In the course, students design their own procedures and create new pathways in the field of environmental science, building on what has been done before. They are involved, active researchers making a genuine contribution to the environmental community.
This type of approach allows students to have an actual stake in the results of the course research beyond a grade. Students can see the results of the class experiments in their own communities. The research becomes a personal pursuit, and science becomes their toolset to achieve it.
“It is important because we’re building a new data set. Microplastics are a very hot topic in environmental sciences right now, and not a lot of research is focused on freshwater systems, especially here in the high desert near the Rio Grande,” says student Isaiah Mezza. “We are building this dataset from scratch, it’s something that hasn’t existed before.”
The students are making valuable scientific contributions, but also, in Mezza’s opinion, “it’s really fun. It was a lot of fun to go out to the river… I think it’s important to society as a whole, and it’s also a lot of fun.”
Because the overarching research question concerns a problem that has the potential to make a positive impact within the real world, students gain genuine, real-life experimental, research, and analysis skills and abilities that are vital in any kind of science-related career. Weissmann simply asks the question, lets his students figure it out, and guides them through the process.
Student Stephen Sanders says that “the biggest challenge was, not only that are we designing our own experimental procedure for this research, but we’re doing it in a field that’s a forefront of environmental science, so a lot of these methodologies and procedures that we’ve read about preparing for this experiment weren’t fleshed out.”
The experiments do not have bumpers or training wheels, and things do not always go according to plan. Sanders recalls that “as we were conducting the experiment there were a bunch of things that happened that we didn’t plan on and were hard to control for,” like lost and destroyed samples. Hiccups arise, difficulties are encountered. But this is an important element of the class: to figure out “how to do science” on their own, to learn how to overcome unexpected results and to keep moving forward.
If this sounds intimidating, don’t worry. Failure is inseparably tied to science and discovery. You cannot do science, you cannot make discoveries without failing, or finding out the way things are not. This class helps you learn from failure so that you can keep moving forward. You’re enrolling in a class, but you’re also opting into an experience where you will be making new discoveries.

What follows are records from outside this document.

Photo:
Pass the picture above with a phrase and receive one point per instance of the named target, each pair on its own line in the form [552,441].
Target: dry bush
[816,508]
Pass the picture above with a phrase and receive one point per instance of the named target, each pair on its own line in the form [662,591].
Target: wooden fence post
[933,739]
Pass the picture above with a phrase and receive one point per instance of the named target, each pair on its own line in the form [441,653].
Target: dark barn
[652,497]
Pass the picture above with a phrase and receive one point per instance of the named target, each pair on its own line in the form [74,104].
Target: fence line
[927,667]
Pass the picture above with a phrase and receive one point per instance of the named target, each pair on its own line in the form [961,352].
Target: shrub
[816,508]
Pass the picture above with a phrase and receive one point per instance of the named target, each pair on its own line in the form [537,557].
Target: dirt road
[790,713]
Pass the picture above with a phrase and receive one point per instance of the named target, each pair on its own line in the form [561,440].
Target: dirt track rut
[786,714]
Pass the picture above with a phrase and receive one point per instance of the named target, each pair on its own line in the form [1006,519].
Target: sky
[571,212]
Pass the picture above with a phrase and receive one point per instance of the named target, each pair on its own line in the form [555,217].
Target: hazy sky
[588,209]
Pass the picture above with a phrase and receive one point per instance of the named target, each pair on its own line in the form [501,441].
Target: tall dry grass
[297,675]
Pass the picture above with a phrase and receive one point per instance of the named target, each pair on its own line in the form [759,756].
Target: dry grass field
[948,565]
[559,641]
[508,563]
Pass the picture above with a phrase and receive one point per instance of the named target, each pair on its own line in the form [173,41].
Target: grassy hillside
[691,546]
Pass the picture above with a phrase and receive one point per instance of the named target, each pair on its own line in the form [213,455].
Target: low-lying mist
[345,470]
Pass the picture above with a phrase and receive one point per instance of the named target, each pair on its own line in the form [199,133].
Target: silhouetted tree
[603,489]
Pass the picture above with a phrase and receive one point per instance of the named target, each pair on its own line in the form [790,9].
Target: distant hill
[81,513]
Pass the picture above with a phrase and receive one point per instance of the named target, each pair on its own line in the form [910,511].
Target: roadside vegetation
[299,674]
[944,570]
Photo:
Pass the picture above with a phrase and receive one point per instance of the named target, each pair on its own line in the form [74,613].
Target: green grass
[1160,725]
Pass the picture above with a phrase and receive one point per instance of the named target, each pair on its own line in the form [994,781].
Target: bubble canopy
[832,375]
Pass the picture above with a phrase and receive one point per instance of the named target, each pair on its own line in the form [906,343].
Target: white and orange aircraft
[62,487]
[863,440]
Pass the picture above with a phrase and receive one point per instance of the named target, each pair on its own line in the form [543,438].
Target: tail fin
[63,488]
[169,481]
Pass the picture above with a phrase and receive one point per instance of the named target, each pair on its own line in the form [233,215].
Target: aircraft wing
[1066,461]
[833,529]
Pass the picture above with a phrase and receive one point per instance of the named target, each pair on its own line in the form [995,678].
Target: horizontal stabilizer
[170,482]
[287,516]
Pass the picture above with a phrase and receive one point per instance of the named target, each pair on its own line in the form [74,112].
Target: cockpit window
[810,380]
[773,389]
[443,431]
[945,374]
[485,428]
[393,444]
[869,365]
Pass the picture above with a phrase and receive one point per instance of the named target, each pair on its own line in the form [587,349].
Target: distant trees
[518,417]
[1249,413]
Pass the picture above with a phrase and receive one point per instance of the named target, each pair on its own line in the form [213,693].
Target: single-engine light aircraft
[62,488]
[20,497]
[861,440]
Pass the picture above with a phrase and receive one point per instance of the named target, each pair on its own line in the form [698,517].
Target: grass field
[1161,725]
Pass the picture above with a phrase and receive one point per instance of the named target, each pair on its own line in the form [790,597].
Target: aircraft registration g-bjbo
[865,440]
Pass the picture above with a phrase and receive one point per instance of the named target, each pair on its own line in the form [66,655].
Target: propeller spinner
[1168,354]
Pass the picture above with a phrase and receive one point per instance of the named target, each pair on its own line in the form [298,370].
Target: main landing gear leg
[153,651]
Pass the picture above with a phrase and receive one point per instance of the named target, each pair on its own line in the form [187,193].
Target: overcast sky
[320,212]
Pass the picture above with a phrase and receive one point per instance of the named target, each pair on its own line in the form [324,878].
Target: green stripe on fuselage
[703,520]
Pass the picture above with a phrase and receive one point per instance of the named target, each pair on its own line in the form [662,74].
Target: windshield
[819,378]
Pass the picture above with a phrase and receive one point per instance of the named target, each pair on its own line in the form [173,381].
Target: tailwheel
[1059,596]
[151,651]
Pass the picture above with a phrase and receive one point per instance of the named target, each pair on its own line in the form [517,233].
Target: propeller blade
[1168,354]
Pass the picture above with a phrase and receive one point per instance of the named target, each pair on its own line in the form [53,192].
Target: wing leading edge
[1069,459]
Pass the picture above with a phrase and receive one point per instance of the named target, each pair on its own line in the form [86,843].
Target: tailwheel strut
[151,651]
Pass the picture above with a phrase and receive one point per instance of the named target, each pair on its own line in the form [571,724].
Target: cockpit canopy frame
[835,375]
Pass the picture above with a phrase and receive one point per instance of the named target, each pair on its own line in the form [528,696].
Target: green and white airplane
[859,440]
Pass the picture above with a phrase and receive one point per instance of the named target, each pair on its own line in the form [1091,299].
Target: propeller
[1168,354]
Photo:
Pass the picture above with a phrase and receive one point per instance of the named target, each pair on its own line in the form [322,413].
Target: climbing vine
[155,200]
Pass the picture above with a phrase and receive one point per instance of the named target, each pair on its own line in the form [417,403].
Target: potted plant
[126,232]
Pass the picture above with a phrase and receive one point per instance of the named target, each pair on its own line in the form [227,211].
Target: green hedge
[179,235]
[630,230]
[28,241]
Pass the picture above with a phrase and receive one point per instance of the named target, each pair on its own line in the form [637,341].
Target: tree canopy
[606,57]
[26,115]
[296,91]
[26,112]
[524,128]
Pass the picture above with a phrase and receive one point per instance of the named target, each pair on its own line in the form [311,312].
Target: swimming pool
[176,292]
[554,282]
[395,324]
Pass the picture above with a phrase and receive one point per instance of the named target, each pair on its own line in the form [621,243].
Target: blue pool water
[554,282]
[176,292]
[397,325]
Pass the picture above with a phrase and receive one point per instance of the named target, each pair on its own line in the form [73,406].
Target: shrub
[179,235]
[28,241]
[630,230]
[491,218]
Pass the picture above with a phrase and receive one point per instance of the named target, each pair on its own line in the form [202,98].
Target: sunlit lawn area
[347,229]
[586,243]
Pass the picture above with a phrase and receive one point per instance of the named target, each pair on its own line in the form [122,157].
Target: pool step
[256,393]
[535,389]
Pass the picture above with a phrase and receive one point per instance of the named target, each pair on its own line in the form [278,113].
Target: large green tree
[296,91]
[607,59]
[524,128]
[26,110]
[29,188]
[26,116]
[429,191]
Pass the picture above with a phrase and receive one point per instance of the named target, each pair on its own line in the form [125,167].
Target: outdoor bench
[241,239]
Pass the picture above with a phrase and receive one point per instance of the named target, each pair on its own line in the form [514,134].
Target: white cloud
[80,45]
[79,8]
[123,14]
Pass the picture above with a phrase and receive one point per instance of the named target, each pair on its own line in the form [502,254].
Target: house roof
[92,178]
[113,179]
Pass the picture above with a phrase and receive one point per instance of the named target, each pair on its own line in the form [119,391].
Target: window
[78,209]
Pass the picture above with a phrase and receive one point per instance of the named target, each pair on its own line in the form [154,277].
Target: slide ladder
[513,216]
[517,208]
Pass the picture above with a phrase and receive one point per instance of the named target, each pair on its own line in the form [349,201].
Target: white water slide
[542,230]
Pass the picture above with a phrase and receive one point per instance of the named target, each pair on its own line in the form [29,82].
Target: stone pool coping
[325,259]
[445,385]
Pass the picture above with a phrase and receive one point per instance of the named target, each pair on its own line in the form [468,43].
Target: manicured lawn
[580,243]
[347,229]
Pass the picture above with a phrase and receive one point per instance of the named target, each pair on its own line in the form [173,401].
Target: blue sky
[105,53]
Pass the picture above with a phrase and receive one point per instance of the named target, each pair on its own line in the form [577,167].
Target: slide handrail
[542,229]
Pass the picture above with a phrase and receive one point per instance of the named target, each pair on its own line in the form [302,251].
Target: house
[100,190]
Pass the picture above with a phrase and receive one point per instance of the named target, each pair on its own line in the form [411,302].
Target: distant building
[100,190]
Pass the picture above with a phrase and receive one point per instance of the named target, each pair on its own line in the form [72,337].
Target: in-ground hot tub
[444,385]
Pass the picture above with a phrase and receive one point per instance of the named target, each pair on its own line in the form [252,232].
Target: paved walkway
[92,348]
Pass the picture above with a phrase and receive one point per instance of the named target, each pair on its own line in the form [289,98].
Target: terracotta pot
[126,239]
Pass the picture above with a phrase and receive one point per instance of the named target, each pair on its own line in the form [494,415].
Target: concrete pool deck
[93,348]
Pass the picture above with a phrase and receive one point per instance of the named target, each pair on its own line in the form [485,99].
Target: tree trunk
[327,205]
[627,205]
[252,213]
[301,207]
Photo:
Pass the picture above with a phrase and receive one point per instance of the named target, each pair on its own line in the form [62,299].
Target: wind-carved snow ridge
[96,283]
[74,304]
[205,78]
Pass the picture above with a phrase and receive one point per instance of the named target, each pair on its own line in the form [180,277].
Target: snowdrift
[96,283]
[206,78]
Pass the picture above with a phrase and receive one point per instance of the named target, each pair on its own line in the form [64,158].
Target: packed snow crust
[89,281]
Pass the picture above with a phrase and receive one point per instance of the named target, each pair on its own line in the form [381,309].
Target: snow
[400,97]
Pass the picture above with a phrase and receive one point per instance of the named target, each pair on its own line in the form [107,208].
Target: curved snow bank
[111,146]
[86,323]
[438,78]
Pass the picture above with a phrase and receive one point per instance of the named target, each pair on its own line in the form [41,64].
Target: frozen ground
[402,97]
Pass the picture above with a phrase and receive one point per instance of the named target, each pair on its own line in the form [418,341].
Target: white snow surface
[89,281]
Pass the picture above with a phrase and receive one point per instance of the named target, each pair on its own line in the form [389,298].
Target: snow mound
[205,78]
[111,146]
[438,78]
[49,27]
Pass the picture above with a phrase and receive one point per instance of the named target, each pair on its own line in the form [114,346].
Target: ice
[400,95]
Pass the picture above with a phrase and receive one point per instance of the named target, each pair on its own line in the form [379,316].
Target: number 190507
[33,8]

Student Sarah Ann Polsin says that they have “just been us figuring things out” and that all the experiments were “student-led… it was all designed by us, all the samples were collected by us… we decided how we were going to do it.” Knowing how to find answers on your own, being able to teach yourself, and being able to figure out solutions if they don’t already exist, is the whole goal of the course. These are much needed qualities in any field that requires research and design and are the very kinds of practices that will help students to go far.
Weissmann has found that because the students design the research and the work is in context with a real-world problem, the class employs a “Multicontext theory” that promotes different approaches to science. It encourages individual students to use their unique strengths, ways of thinking and world views in a team environment, allowing for greater inclusion. Everyone’s approach has value and a purpose,
The benefits of the course are multidimensional: students gain real-life fieldwork, make genuine discoveries, do authentic research, and leave better prepared for their field of study. Students are able to ask and answer their own questions. Most importantly to Weissmann, students “learn how to learn.” In this course, do not expect to be told the answers because Weissmann doesn’t have them! But what you do learn will be invaluable to the field of environmental research, and essential to your future as a researcher and scientist.